A year ago in Davos, World Bank Group President Jim Kim encouraged investors at the World Economic Forum to take a closer look at green bonds, a relatively new but growing option for investing in a sustainable and responsible way: Green bonds act like other bonds, but they can help fill gaps in much-needed development finance for climate-friendly projects.
About $11 billion in green bonds had been issued the previous year. The president called for doubling the annual issuances by the September 2014 Climate Leadership Summit.
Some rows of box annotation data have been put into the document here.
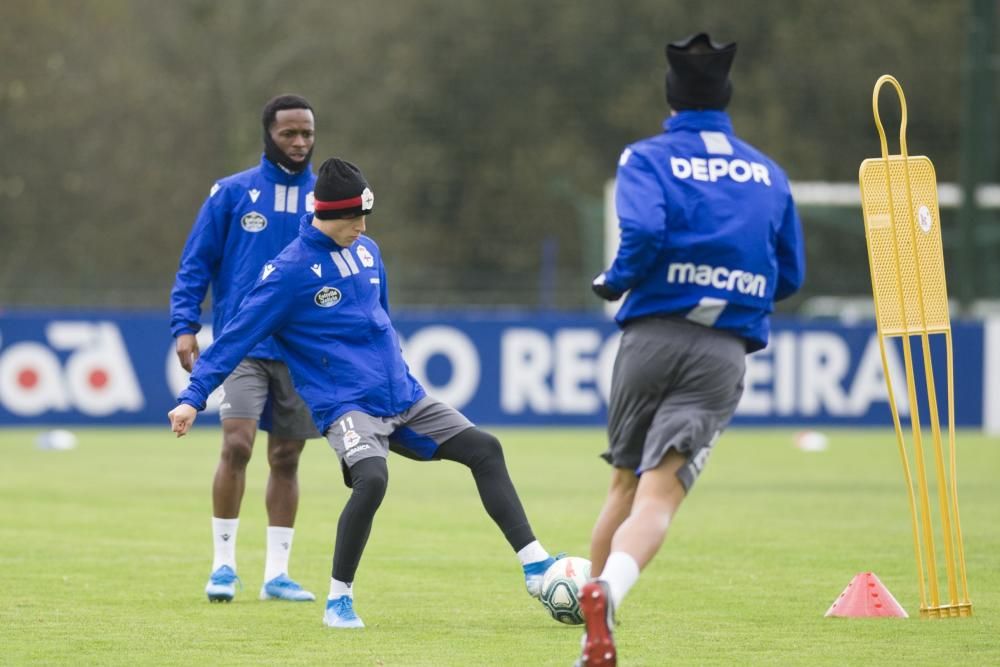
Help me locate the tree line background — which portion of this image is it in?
[0,0,1000,309]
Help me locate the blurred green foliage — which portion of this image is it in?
[0,0,996,308]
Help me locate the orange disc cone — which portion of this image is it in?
[824,572,909,618]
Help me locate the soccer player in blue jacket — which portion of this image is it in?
[170,158,555,628]
[578,33,805,667]
[170,95,320,602]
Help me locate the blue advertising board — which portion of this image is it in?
[0,311,984,427]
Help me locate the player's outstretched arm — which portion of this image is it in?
[177,334,200,373]
[167,403,198,438]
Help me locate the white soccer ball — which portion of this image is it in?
[540,556,590,625]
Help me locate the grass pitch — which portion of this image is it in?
[0,430,1000,667]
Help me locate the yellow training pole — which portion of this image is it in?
[858,75,972,617]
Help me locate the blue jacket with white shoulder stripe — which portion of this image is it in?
[178,216,425,433]
[604,111,805,352]
[170,155,316,360]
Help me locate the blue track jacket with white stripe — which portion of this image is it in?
[604,111,805,352]
[170,155,316,360]
[178,222,425,433]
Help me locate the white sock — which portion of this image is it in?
[264,526,295,581]
[598,551,639,609]
[327,577,354,600]
[212,516,240,572]
[517,540,549,565]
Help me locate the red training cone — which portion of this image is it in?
[824,572,910,618]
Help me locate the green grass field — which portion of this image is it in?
[0,430,1000,667]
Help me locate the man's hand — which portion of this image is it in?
[177,334,198,373]
[590,273,624,301]
[167,403,198,438]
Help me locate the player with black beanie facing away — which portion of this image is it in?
[169,158,555,628]
[577,33,805,667]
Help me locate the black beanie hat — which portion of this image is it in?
[666,32,736,111]
[313,157,375,220]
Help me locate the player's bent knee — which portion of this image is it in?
[437,428,504,470]
[267,440,304,476]
[351,457,389,503]
[222,433,253,467]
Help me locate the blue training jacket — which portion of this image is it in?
[604,111,805,352]
[178,216,425,433]
[170,156,316,359]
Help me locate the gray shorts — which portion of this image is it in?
[601,318,746,490]
[326,396,474,486]
[219,357,322,440]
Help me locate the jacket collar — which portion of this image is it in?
[299,218,343,250]
[260,153,312,185]
[663,111,733,134]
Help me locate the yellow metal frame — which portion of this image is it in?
[858,74,972,618]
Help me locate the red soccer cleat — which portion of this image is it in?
[577,580,618,667]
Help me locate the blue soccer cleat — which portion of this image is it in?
[323,595,365,628]
[523,554,566,598]
[205,565,243,602]
[260,572,316,602]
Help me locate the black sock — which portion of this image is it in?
[435,428,535,552]
[333,457,389,584]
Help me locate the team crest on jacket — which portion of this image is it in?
[313,287,340,308]
[240,211,267,232]
[355,244,375,269]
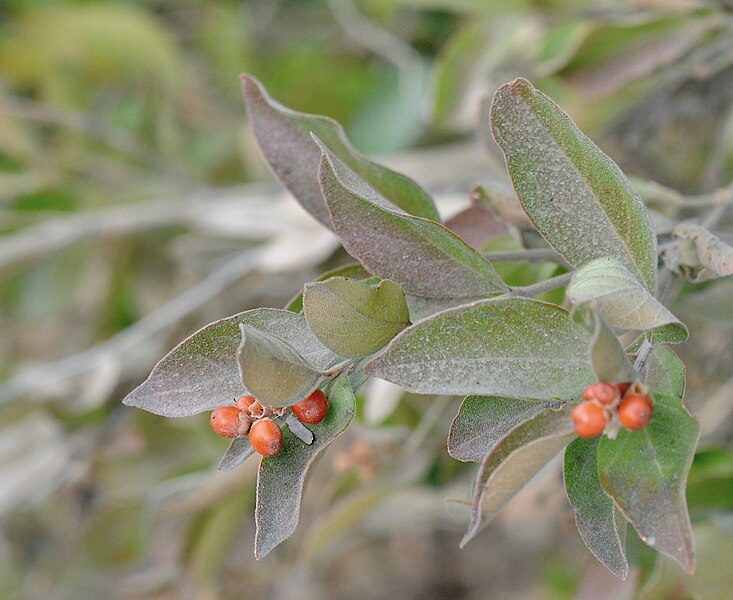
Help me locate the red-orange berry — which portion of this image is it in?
[570,401,610,438]
[618,395,653,431]
[293,390,328,425]
[236,396,257,412]
[249,417,283,456]
[583,383,621,406]
[209,405,247,438]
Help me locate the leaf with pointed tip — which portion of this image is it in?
[644,346,685,398]
[237,323,323,406]
[598,394,698,573]
[563,438,629,580]
[565,256,687,342]
[255,375,356,559]
[217,436,255,471]
[364,298,595,400]
[123,308,336,417]
[491,78,657,292]
[242,75,440,227]
[317,140,507,298]
[303,277,410,358]
[448,396,559,462]
[672,223,733,283]
[591,312,639,383]
[461,404,576,547]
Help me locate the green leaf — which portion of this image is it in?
[364,298,595,400]
[461,405,576,547]
[123,308,337,417]
[317,135,507,298]
[563,438,629,580]
[303,277,410,358]
[255,376,356,559]
[448,396,558,462]
[285,262,371,312]
[216,436,254,471]
[644,346,685,398]
[565,257,687,342]
[591,313,639,383]
[242,75,440,227]
[491,79,657,292]
[237,323,323,406]
[598,394,698,573]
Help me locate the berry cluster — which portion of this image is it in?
[571,381,653,438]
[209,390,328,456]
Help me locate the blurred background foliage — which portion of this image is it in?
[0,0,733,599]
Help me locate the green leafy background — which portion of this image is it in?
[0,0,733,600]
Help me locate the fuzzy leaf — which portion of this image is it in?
[563,438,629,580]
[591,313,638,383]
[491,79,657,292]
[461,405,576,547]
[644,346,685,398]
[217,436,254,471]
[237,323,323,406]
[448,396,559,462]
[598,394,698,573]
[255,376,356,559]
[672,223,733,283]
[364,298,595,400]
[565,257,687,342]
[318,140,507,298]
[303,277,410,357]
[242,75,440,227]
[123,308,336,417]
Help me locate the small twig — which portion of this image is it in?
[484,248,569,266]
[0,249,260,404]
[508,273,573,298]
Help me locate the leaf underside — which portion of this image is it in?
[255,376,356,559]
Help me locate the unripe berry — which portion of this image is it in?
[618,395,653,431]
[293,390,328,425]
[583,383,621,406]
[236,396,257,412]
[249,417,283,456]
[209,405,248,438]
[570,401,610,438]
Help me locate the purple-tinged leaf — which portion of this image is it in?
[217,436,254,471]
[364,298,595,400]
[461,405,576,547]
[565,256,688,342]
[491,79,657,292]
[242,75,440,227]
[448,396,559,462]
[237,323,323,406]
[563,438,629,580]
[317,135,507,298]
[591,312,639,383]
[255,376,356,559]
[598,394,698,573]
[123,308,336,417]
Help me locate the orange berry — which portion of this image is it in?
[583,383,621,406]
[236,396,257,412]
[293,390,328,425]
[209,405,247,438]
[618,395,653,431]
[570,401,610,438]
[249,417,283,456]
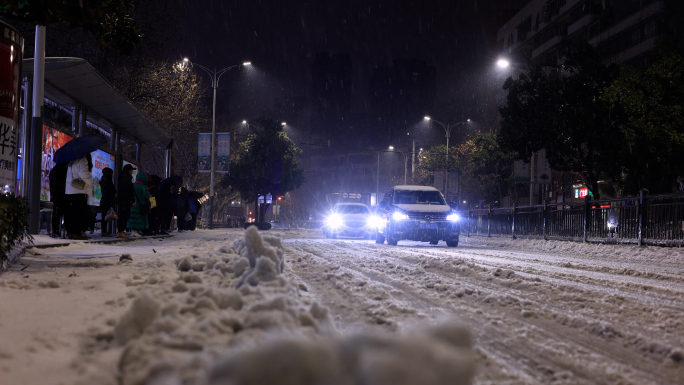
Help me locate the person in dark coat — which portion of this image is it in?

With new types of issuers, new green bond indices being created, and more buyers investing, the year closed with more than $35 billion in new green bonds.
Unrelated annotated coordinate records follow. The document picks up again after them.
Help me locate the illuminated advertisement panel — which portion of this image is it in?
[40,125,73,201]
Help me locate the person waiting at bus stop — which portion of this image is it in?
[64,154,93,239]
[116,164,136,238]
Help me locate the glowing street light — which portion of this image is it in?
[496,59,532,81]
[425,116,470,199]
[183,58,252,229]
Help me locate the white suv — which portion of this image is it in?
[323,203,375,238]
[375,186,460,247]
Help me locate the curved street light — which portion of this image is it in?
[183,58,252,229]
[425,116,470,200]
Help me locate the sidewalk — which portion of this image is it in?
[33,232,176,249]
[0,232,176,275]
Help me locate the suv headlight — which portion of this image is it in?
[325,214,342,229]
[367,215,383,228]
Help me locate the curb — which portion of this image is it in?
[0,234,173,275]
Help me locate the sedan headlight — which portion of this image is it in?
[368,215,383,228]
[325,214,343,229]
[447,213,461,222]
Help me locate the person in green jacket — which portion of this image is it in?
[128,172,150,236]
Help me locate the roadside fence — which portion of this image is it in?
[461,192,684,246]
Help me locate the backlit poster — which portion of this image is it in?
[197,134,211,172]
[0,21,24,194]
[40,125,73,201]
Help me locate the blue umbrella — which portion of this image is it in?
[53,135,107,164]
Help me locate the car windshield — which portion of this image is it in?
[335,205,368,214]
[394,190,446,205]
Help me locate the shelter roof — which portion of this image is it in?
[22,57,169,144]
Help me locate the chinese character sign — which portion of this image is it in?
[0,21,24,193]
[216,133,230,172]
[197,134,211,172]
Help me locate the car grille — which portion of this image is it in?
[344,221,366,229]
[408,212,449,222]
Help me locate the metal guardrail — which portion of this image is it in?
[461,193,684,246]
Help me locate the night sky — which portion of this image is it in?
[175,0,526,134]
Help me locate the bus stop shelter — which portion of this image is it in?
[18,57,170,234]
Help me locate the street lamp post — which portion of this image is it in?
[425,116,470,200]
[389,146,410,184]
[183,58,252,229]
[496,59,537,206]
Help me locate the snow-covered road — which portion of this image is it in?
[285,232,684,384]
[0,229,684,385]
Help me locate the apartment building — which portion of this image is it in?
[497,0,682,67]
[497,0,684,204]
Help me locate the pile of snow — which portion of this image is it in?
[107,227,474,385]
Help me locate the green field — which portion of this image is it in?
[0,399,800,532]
As the World Economic Forum returns to Davos this week, green bond investments are widely forecast to continue their strong growth in 2015.
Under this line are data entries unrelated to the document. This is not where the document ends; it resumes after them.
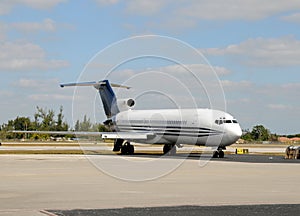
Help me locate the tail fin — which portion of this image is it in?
[60,80,130,118]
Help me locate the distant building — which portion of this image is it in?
[278,137,300,143]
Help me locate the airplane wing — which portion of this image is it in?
[9,130,155,140]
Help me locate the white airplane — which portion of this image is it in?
[14,80,242,158]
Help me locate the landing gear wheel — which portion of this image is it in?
[163,144,176,155]
[213,151,219,158]
[219,150,224,158]
[121,142,134,155]
[213,149,224,158]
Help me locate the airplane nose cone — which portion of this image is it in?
[228,125,243,143]
[233,126,243,139]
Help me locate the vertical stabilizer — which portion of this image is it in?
[95,80,120,118]
[60,80,129,118]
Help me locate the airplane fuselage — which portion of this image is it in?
[112,109,242,147]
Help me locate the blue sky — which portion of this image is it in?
[0,0,300,134]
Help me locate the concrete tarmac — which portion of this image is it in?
[0,155,300,216]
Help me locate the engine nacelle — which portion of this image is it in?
[117,98,135,111]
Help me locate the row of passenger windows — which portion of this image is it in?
[215,119,238,125]
[119,119,187,125]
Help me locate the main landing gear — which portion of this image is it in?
[113,139,134,155]
[163,144,176,155]
[213,147,224,158]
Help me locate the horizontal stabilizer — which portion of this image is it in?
[9,130,154,140]
[60,81,131,89]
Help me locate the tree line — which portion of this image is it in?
[0,106,107,140]
[241,125,278,142]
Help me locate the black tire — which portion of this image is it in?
[219,151,225,158]
[163,144,172,155]
[170,145,177,155]
[121,145,128,155]
[128,145,134,155]
[213,151,219,158]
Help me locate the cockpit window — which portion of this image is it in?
[215,118,238,125]
[215,119,224,125]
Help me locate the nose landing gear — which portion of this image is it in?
[213,147,225,158]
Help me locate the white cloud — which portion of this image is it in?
[267,104,293,111]
[178,0,300,20]
[0,42,69,71]
[221,80,253,91]
[95,0,119,6]
[201,36,300,66]
[157,64,231,75]
[13,78,59,91]
[96,0,300,20]
[95,0,300,32]
[9,19,57,32]
[281,13,300,23]
[28,94,73,102]
[126,0,170,16]
[0,0,67,15]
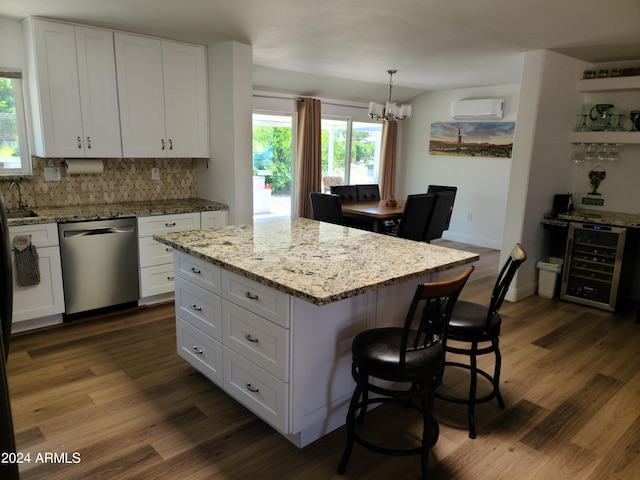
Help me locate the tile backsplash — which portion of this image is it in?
[0,157,198,210]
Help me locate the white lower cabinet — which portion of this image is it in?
[174,251,431,447]
[9,223,64,332]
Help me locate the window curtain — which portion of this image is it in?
[380,120,398,200]
[295,98,322,218]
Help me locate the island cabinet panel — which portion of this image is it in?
[176,316,224,387]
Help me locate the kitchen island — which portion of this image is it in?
[154,219,479,447]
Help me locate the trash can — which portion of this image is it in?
[536,257,562,298]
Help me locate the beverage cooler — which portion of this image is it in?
[560,222,627,311]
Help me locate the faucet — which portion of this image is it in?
[9,182,28,210]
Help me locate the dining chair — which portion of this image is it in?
[424,191,456,243]
[309,192,344,225]
[435,243,527,438]
[356,183,380,202]
[331,185,358,203]
[397,193,436,242]
[338,266,474,478]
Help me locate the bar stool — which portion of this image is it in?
[338,267,474,478]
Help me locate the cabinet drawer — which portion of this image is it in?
[140,263,175,298]
[222,270,289,328]
[138,237,173,268]
[223,347,289,433]
[138,212,200,237]
[9,223,60,248]
[222,300,289,382]
[173,252,221,295]
[176,317,223,387]
[175,277,222,342]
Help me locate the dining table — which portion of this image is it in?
[342,200,405,232]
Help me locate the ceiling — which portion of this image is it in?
[0,0,640,101]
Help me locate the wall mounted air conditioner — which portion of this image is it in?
[451,98,504,120]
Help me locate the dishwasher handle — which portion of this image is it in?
[64,225,134,238]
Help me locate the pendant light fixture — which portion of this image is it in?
[369,70,411,121]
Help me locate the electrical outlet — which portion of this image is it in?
[44,167,60,182]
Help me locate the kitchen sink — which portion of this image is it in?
[7,210,39,218]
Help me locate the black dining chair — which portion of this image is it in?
[338,267,474,478]
[309,192,344,225]
[356,183,380,202]
[436,243,527,438]
[331,185,358,203]
[424,191,456,243]
[397,193,436,242]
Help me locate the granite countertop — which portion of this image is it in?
[541,210,640,228]
[8,198,228,227]
[153,218,479,305]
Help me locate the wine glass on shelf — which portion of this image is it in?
[613,113,624,132]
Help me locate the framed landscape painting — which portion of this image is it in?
[429,122,516,158]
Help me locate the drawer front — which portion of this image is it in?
[222,300,289,382]
[223,347,289,433]
[175,277,222,342]
[173,252,221,295]
[140,263,175,298]
[138,212,200,237]
[9,223,60,248]
[222,270,290,328]
[176,317,224,387]
[138,237,173,268]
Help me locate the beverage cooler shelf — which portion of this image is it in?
[560,222,626,311]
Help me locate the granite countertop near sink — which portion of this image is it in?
[153,218,479,305]
[8,198,228,227]
[541,210,640,228]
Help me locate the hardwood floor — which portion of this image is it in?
[8,242,640,480]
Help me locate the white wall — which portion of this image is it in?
[396,85,519,249]
[0,17,24,70]
[198,42,253,224]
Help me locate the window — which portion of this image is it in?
[0,72,31,175]
[322,118,382,191]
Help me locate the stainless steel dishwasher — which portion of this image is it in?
[58,218,138,315]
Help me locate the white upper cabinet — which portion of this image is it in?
[24,18,122,158]
[115,32,209,158]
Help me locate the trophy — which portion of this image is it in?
[589,166,607,195]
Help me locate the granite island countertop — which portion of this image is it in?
[8,198,228,227]
[541,210,640,228]
[153,218,479,305]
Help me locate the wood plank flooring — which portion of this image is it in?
[8,242,640,480]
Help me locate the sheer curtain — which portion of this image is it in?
[380,120,398,200]
[294,98,322,218]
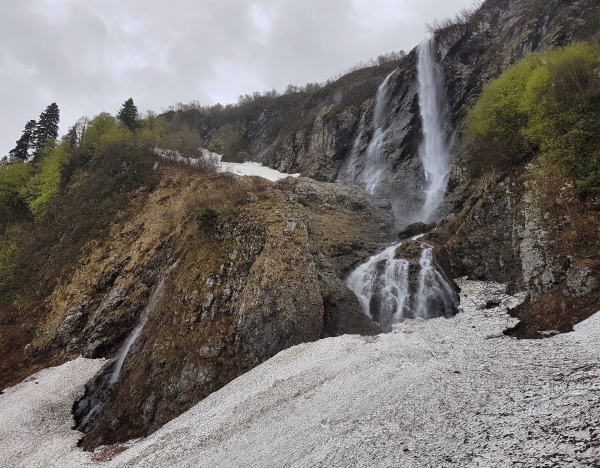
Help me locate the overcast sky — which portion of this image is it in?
[0,0,473,156]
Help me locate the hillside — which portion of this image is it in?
[0,0,600,466]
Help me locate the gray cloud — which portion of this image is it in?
[0,0,472,155]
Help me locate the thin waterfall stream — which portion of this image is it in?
[417,38,452,222]
[110,262,177,385]
[361,72,394,195]
[73,261,178,432]
[346,39,459,332]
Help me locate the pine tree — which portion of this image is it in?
[33,102,60,158]
[9,120,36,160]
[117,98,138,130]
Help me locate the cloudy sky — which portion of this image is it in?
[0,0,473,156]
At the World Bank Group, we see several trends emerging.
Investor expectations are changing
The growth of the green bonds market is helping change how money is invested and what investors expect their money to accomplish.
Since the start of the market in 2007, the majority of green bonds have been issued by development banks like the World Bank and IFC and used for climate- and environment-friendly projects such as expanding rural solar power in Peru and large-scale renewable energy in Mexico; increasing irrigation efficiency in Tunisia; and expanding clean urban transport in Colombia, among other work.
Investors are drawn to both the liquid, fixed-income investments that green bonds offer and the positive impact they can have.
Many institutional investors such as pension funds now have mandates for sustainable and responsible investments and are developing strategies that explicitly address climate risks and opportunities in different asset classes. Green bonds can provide the verification and impact measurement that investors need. In the case of World Bank green bonds and IFC green bonds, they also bring AAA/Aaa ratings.
“Environmental degradation, poverty and the effects of climate change all threaten the well-being and stability of countries, communities, resources and businesses. Investors increasingly recognize the threats these forces create for long-term financial value and are increasingly considering it in their investment choices,” said Laura Tlaiye, a sustainability advisor at the World Bank, one of the first and largest issuers of green bonds with more than US$7 billion issued in 18 currencies.
Green bonds also give smaller investors a way to vote with their money. The State of Massachusetts, for example, received more than 1,000 orders from investors for a green bond it issued last year – most of them individual investors interested in supporting their local government's investment in the environment.
“The fact that there are investors looking for these types of investments and asking for detailed metrics on environmental performance changes incentives. We reach investors we would not otherwise reach, diversify and expand the investor base and funding sources,” said Heike Reichelt, head of investor relations and new products at the World Bank.